Have regulatory compliance demands overwhelmed your company—FDA, FAA and equivalent global regulatory bodies and eco-compliance initiatives like ROHS, WEEE and ELV?
You’ve got to be green to be seen! Being green is a multi-billion dollar twist in the global economy. Unfortunately the data acquisition bottleneck can prove cumbersome, and cause you to see red. Compliance, in general, boils down to declaring data and the process that produced it, and then proving it so.
Regulatory compliance is a business constraint. Reduced to fundamentals, it translates to meeting metrics with documented supporting processes. With pressure to rapidly evolve product innovations, automation again emerges as the great equalizer. But attention should be paid to core capabilities. At a minimum, your compliance toolkit for your product introduction process should include an automated supplier material specification data sheet; a ”BOM fitness” evaluator; an exception reporter; an issue escalator; and a compound report generator.
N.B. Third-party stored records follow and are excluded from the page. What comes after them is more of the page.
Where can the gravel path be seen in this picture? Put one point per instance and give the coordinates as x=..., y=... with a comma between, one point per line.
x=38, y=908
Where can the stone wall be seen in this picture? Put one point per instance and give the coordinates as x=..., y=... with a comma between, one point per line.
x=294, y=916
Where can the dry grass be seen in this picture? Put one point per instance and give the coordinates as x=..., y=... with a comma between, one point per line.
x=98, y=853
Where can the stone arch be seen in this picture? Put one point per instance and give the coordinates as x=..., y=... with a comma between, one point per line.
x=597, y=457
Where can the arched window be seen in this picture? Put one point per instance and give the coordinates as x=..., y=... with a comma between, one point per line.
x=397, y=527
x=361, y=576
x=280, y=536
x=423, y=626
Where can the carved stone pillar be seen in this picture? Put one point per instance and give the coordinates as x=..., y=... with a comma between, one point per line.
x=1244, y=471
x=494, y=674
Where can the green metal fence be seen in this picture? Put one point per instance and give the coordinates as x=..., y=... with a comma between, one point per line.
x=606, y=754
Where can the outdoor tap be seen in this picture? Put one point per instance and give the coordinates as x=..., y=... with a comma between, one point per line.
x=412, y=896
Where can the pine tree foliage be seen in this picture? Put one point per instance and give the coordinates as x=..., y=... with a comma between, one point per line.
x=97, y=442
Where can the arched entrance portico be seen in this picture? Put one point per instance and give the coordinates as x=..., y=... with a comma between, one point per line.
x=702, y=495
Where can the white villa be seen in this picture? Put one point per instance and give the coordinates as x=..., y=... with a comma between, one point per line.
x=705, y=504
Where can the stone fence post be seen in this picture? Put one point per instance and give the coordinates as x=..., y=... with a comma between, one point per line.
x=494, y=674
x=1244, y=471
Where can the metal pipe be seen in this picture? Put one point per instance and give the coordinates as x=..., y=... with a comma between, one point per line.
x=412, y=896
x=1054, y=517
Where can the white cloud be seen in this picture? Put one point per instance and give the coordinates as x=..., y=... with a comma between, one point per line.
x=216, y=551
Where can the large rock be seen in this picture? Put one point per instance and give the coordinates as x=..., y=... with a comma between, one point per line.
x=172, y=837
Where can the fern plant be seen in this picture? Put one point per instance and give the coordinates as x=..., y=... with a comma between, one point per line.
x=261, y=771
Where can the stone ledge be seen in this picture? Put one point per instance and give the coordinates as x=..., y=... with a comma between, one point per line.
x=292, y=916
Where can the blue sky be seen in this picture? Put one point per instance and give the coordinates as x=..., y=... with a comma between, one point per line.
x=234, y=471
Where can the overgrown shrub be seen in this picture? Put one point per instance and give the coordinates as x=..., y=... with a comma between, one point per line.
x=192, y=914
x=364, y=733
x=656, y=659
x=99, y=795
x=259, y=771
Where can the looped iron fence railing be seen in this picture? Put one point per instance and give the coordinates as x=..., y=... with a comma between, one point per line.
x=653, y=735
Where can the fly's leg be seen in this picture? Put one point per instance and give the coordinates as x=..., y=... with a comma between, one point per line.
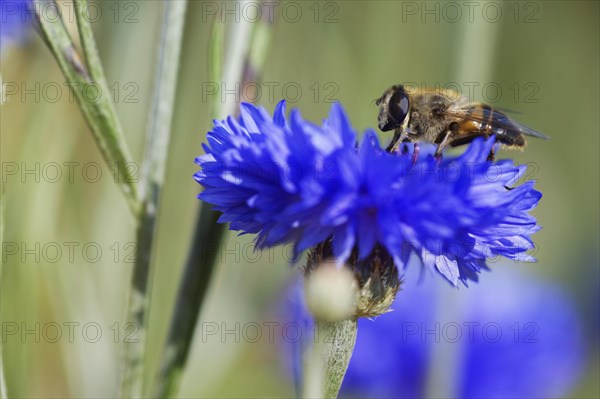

Assuming you have already embraced the use of a PLM system for common, integrated product information, automating these additional functions will streamline your compliance effort.
It is likely that you engage in a high degree of outsourcing for your components, and as with most outsourcing, governance plays a key role. Deploying a system in which individual component suppliers can provide you electronic material composition records as well as test data to support their claims is the new expectation baseline. Some of this interaction will be facilitated by emerging standards. Clearly, automated exception reporting and issue escalation will support and simplify governance.
Armed with this information, a BOM fitness evaluator can analyze total concentrations as well as other constraints to optimize your product innovation process.